Analysis of π+, π−, and π0 photoproduction from the first through the third resonance region

Abstract

A continuous-energy partial-wave analysis of 4148 data points on the processes $\gamma p\to {\pi }^{+}p$, $\gamma p\to {\pi }^{0}p$, and $\gamma n\to {\pi }^{-}p$ in the range of center-of-mass energy from 1160 to 1780 MeV has been made. The method used is parameterization of resonances and background in the imaginary parts of the amplitudes, with the real parts being calculated from fixed-$t$ dispersion relations, thus ensuring a proper treatment of the Born terms. It is found that the imaginary parts of the amplitudes are resonance dominated, though not resonance saturated. Many $N^{*}N\gamma$ couplings (of both isospin-½ and isospin-$\frac{3}{2}$ resonances, $N^{*}$ are determined for the first time.

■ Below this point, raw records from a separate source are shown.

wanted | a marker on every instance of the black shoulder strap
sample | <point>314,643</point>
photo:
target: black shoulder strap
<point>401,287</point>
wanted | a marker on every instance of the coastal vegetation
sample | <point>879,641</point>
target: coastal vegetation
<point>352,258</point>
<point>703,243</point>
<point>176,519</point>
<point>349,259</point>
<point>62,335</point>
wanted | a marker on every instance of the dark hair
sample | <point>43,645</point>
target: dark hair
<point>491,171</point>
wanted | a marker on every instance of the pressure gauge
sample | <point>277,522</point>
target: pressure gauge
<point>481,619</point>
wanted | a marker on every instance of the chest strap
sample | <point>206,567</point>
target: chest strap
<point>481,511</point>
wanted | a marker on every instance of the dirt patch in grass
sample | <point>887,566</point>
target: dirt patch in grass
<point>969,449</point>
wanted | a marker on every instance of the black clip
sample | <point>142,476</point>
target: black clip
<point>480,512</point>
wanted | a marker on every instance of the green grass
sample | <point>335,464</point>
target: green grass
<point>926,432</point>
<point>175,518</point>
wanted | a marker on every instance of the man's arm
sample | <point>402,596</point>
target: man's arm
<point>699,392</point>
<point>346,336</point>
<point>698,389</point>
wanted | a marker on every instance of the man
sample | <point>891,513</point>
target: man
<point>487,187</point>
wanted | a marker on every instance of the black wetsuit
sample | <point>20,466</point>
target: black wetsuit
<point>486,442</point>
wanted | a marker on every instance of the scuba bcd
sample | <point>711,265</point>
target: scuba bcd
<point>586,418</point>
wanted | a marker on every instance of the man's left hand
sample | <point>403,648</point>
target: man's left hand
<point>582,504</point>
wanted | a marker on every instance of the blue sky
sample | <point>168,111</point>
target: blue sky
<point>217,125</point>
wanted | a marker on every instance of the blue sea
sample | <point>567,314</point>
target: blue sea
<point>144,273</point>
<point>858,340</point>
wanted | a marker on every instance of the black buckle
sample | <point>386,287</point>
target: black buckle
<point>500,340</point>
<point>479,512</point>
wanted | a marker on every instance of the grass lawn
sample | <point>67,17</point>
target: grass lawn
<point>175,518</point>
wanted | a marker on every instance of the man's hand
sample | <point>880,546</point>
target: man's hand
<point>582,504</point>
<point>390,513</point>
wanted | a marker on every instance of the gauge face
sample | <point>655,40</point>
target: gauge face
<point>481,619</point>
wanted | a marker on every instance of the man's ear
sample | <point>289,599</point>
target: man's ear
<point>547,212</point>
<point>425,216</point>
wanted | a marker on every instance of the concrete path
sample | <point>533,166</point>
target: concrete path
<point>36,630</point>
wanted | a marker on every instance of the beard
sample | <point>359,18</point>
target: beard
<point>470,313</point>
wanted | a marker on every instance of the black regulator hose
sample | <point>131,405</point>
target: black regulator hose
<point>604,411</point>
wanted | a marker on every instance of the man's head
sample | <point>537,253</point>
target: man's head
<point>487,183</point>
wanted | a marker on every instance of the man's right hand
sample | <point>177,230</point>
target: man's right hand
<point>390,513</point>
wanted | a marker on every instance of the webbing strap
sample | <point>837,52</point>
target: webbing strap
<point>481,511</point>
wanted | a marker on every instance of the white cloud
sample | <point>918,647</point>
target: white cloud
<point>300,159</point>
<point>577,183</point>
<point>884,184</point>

A comparison of the signs and magnitudes of the various resonance formation partial-wave amplitudes (depending on the product of the $N^{*}N\gamma$ and $N^{*}N\pi$ couplings) is made to the predictions of the essentially parameterless naive quark model. The critical comparison of the signs is found to be extremely favorable to that model, while there is an over-all qualitative agreement in magnitude.